First we load the csv data into R from Github. We also load the required packages.
library(stringr)
library(RCurl)
## Loading required package: bitops
library(dplyr)
## Warning: package 'dplyr' was built under R version 3.2.2
##
## Attaching package: 'dplyr'
##
## The following objects are masked from 'package:stats':
##
## filter, lag
##
## The following objects are masked from 'package:base':
##
## intersect, setdiff, setequal, union
library(tidyr)
## Warning: package 'tidyr' was built under R version 3.2.3
##
## Attaching package: 'tidyr'
##
## The following object is masked from 'package:RCurl':
##
## complete
url = "https://raw.githubusercontent.com/cyadusha/arrival-delays/master/arrival%20delays.csv"
x = getURL(url)
arrivaldelays = read.csv(file = textConnection(x), header = TRUE)
Then, we remove the row that has null values using the command below.
arrivaldelays = arrivaldelays[complete.cases(arrivaldelays), ]
We also replace the blank below Alaska with Alaska and the blank below AM West with AM West.
arrivaldelays[2,1] = "Alaska"
arrivaldelays[4,1] = "AM West"
We can also rename two of the columns in the original dataset as follows.
colnames(arrivaldelays)[1] = "Airline"
colnames(arrivaldelays)[2] = "Status"
We now use the gather command from the tidyr package to collect the names of the last 5 columns into one column.
arrivaldelays = arrivaldelays %>%
gather(Destination, Number_of_Arrivals, Los.Angeles:Seattle, na.rm = T)
Because a punctuation mark exists in some of the destinations, we replace each punctuation mark with a space.
arrivaldelays$Destination = str_replace_all(arrivaldelays$Destination, "[[:punct:]]", " ")

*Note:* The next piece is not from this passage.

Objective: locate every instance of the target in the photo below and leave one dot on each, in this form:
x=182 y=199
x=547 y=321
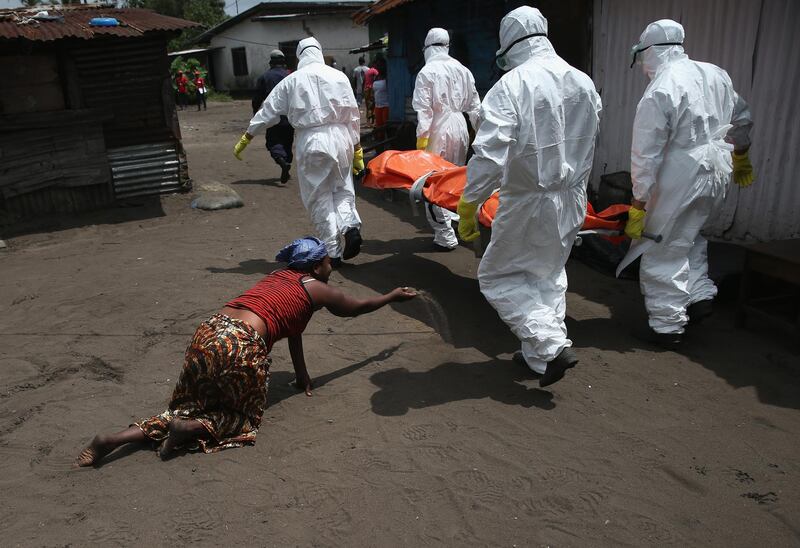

Because each of the arrival statuses will soon be the names of the two columns in each of our tables, to avoid spaces, we replace “on time” with one word that would suffice. That word is “punctual”.
arrivaldelays$Status = str_replace_all(arrivaldelays$Status, "on time", "punctual")
Now we use the spread command in the tidyr package to organize the number of arrivals into the two new columns created which are “delayed” and “punctual”.
arrivaldelays = arrivaldelays %>%
spread(Status, Number_of_Arrivals)
arrivaldelays
## Airline Destination delayed punctual
## 1 Alaska Los Angeles 62 497
## 2 Alaska Phoenix 12 221
## 3 Alaska San Diego 20 212
## 4 Alaska San Francisco 102 503
## 5 Alaska Seattle 305 1841
## 6 AM West Los Angeles 117 694
## 7 AM West Phoenix 415 4840
## 8 AM West San Diego 65 383
## 9 AM West San Francisco 129 320
## 10 AM West Seattle 61 201
To facilitate the comparison of the arrival delays for each airline, we add a new column which computes the percentage of punctual flights in each city for each airline.
arrivaldelays$percentage = (arrivaldelays$punctual/(arrivaldelays$delayed + arrivaldelays$punctual))*100
arrivaldelays
## Airline Destination delayed punctual percentage
## 1 Alaska Los Angeles 62 497 88.90877
## 2 Alaska Phoenix 12 221 94.84979
## 3 Alaska San Diego 20 212 91.37931
## 4 Alaska San Francisco 102 503 83.14050
## 5 Alaska Seattle 305 1841 85.78751
## 6 AM West Los Angeles 117 694 85.57337
## 7 AM West Phoenix 415 4840 92.10276
## 8 AM West San Diego 65 383 85.49107
## 9 AM West San Francisco 129 320 71.26949
## 10 AM West Seattle 61 201 76.71756
Now we use the group_by command to compute the mean percentage of punctual arrivals for each flight.
arrivalcomparison = arrivaldelays %>%
group_by(Airline) %>% summarize(percentage = round(mean(percentage), 0))
arrivalcomparison
## Source: local data frame [2 x 2]
##
## Airline percentage
## (fctr) (dbl)
## 1 Alaska 89
## 2 AM West 82
We notice that for each destination, Alaska Airlines has a higher percentage of punctual arrivals as compared to AM West Airlines. But yet, the percentage of punctual arrivals for each city is much greater than 50.
It turns out that each airline has an average of at least 80% of punctual arrivals because the average percentage of punctual arrivals for each airline falls between 80 and 90. However, Alaska Airlines has a better performance because 89% of its flights arrive punctually. On the other hand, for AM West Airlines only 82% of its flights arrive punctually.